Do you have a gas furnace or water heater in your Coastal Bend home? If so, it’s vital to learn exactly how these combustion appliances can jeopardize the well-being of your family. To ensure you have a safe home air supply, it may be necessary to enclose the equipment inside a sealed combustion closet.
How Combustion Equipment Compromises Air Quality
Oftentimes, furnaces and water heaters are installed within a home’s conditioned living area, and draw their combustion air from the indoor air supply. The appliances are vented via a flue that sends combustion exhaust fumes outdoors. This air intake and venting setup creates two serious safety threats:
Back-drafted water heater fumes.
Pulling combustion air from your home’s interior and expelling it outside can create negative pressure that causes a back draft of water heater exhaust through its vent pipe. It can also allow byproducts of incomplete fuel combustion – such as carbon monoxide – into your air supply.
Bypassed furnace safety feature.
Furnaces have a safety sensor that detects pressure changes and shuts down the burner if the flue gets blocked. However, when a water heater is connected to the same flue, the sensor can’t read the pressure correctly. This can let hazardous trapped fumes backdraft into the house via the shared flue.
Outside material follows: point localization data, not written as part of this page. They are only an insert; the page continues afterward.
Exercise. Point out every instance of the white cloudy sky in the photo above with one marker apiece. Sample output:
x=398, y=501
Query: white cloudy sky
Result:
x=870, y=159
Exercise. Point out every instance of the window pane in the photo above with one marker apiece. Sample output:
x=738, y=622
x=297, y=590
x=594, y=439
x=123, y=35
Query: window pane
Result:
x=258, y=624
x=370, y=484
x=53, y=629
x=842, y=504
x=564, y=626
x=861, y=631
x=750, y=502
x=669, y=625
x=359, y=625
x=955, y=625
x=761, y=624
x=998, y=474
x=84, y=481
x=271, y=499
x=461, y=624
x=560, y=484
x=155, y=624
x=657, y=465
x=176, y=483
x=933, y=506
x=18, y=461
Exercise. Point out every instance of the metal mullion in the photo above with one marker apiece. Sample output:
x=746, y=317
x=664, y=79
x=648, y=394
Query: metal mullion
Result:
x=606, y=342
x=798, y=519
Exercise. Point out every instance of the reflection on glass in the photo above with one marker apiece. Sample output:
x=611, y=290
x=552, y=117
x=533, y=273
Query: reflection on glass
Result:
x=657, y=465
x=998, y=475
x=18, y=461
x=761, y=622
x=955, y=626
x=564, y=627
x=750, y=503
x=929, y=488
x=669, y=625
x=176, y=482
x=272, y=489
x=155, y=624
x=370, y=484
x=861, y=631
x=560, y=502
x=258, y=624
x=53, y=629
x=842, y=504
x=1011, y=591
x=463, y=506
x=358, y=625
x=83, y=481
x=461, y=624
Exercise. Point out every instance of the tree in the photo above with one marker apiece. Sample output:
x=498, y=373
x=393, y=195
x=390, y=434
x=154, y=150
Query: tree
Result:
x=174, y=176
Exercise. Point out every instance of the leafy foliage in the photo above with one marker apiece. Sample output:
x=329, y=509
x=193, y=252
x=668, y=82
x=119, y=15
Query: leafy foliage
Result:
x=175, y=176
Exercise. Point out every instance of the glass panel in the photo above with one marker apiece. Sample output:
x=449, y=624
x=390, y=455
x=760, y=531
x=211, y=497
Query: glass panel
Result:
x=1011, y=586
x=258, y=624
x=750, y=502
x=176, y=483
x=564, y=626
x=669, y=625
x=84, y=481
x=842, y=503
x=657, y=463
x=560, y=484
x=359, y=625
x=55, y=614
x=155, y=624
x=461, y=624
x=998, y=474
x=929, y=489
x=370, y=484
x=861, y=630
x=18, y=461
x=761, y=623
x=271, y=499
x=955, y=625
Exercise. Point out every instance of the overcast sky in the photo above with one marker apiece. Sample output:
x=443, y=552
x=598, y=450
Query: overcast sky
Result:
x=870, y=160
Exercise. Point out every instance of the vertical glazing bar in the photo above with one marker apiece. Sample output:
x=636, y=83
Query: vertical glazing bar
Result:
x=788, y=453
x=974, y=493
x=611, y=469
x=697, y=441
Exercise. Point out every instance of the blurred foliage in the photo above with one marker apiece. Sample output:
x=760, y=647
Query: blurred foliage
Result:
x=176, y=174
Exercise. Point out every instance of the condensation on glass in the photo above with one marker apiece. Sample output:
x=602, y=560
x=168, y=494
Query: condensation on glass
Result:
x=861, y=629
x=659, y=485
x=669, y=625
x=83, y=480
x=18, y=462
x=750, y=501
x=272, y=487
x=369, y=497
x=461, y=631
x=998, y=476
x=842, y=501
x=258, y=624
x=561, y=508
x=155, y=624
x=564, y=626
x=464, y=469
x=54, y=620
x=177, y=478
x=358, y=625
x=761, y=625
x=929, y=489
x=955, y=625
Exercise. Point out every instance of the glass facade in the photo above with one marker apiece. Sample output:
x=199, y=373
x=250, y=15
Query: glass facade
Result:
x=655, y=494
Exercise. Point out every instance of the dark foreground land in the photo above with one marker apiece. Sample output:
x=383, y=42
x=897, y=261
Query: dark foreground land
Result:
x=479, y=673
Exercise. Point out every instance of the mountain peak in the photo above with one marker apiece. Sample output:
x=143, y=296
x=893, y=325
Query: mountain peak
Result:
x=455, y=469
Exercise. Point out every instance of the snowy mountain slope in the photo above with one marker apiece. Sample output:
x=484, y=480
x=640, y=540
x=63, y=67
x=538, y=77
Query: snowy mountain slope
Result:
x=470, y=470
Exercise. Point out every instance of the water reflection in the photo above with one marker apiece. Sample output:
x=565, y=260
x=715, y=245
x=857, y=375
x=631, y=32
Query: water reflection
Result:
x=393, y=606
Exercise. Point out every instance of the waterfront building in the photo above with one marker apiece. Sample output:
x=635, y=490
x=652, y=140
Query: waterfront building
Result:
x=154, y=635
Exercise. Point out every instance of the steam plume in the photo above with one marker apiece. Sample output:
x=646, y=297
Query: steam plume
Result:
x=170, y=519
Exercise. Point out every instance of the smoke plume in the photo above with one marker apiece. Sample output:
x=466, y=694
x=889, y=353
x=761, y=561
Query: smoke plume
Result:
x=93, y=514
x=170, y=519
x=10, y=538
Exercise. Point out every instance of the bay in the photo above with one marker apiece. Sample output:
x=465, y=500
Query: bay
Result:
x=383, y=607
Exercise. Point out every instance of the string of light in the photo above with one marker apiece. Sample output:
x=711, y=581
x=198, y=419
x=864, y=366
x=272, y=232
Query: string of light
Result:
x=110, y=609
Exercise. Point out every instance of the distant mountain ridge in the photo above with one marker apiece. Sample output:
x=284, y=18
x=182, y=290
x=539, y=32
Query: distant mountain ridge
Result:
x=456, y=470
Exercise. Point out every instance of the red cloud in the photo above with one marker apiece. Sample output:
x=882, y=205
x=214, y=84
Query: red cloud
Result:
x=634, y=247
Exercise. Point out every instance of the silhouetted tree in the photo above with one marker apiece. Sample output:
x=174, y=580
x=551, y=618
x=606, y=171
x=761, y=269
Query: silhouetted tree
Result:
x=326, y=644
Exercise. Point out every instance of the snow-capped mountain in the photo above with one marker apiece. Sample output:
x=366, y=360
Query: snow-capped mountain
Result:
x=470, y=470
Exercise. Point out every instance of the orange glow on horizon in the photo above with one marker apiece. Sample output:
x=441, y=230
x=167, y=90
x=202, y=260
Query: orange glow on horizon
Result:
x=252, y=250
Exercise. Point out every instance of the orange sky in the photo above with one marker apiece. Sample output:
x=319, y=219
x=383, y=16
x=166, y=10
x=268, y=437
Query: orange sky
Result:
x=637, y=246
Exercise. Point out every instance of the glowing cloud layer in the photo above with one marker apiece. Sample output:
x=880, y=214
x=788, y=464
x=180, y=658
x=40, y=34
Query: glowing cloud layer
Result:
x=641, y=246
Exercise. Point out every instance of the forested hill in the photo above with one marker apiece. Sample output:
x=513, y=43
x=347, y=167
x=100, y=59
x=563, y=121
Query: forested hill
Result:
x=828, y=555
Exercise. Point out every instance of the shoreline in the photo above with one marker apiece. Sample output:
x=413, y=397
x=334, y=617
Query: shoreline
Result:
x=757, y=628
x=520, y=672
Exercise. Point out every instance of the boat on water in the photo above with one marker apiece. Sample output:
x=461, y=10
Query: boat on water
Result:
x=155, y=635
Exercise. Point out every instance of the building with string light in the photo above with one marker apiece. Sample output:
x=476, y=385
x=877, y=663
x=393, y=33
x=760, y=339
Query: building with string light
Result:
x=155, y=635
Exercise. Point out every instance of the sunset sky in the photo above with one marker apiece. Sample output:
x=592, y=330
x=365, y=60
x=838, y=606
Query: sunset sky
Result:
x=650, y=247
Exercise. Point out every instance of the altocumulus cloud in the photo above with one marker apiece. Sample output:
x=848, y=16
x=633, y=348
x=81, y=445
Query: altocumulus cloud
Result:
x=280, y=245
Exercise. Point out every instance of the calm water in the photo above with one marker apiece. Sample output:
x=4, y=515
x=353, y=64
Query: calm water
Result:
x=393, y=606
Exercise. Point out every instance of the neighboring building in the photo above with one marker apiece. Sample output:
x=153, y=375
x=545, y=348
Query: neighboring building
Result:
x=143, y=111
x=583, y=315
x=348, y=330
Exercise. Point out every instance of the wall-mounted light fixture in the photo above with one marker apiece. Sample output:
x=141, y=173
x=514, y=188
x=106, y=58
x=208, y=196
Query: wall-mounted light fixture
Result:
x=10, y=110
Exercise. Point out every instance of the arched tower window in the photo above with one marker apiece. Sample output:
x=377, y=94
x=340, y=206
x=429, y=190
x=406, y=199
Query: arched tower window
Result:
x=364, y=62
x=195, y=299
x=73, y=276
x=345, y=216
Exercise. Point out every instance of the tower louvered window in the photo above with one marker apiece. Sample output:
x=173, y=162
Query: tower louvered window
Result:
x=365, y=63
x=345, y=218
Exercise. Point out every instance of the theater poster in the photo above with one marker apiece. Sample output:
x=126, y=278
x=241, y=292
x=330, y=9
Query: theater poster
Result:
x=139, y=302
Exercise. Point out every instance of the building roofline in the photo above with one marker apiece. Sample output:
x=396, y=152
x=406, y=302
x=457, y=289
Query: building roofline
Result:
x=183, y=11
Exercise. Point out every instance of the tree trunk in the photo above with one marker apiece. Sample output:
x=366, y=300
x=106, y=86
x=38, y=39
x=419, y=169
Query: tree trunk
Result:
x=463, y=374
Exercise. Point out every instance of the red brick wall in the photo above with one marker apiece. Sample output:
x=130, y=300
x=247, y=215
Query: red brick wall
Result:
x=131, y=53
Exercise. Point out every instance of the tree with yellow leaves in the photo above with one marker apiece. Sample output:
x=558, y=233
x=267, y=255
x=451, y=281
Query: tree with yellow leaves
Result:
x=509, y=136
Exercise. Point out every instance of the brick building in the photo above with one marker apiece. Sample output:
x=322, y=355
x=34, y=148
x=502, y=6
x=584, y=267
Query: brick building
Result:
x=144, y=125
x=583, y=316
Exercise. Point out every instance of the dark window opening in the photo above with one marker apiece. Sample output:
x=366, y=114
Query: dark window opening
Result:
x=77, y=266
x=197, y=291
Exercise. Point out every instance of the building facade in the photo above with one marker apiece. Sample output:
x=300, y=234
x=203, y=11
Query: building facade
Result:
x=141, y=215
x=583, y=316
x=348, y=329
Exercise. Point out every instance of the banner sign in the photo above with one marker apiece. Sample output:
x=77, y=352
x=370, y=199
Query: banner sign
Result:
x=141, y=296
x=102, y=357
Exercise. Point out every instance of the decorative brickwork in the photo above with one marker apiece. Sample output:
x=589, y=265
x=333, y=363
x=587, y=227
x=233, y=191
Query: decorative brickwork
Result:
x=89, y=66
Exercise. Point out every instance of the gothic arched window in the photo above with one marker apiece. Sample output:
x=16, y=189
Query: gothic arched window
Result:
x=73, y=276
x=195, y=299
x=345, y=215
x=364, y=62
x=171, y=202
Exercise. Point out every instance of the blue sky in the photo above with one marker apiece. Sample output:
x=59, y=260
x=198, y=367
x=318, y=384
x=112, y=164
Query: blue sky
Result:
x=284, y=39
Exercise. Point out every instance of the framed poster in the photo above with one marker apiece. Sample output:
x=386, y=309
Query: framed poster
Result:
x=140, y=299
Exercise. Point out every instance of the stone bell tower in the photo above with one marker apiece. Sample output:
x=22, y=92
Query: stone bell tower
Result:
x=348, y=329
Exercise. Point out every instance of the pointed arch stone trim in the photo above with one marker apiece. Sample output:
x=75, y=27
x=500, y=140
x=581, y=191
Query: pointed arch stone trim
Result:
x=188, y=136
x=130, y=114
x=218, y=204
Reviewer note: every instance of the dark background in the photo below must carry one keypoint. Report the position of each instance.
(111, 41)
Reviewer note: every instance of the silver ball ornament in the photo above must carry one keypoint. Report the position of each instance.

A Sealed Combustion Closet Can Safeguard the Air Supply
Enclosing the furnace and water heater in a sealed combustion closet can keep dangerous exhaust fumes out of your indoor air. To work effectively, the closet must:
- Be thoroughly sealed so no air can leak out into your living space.
- Have a door that’s equipped with weatherstripping and a snug-fitting threshold so it’s not a source of air leakage.
- Have any and all penetrations sealed against leakage.
- Be equipped with two combustion air inlets. One should terminate a foot above floor level, the other a foot from the ceiling.
- Have the air intakes sized according to the combined equipment capacities. The sizing guideline stipulates a square inch of intake space per 4,000 Btu of total input capacity.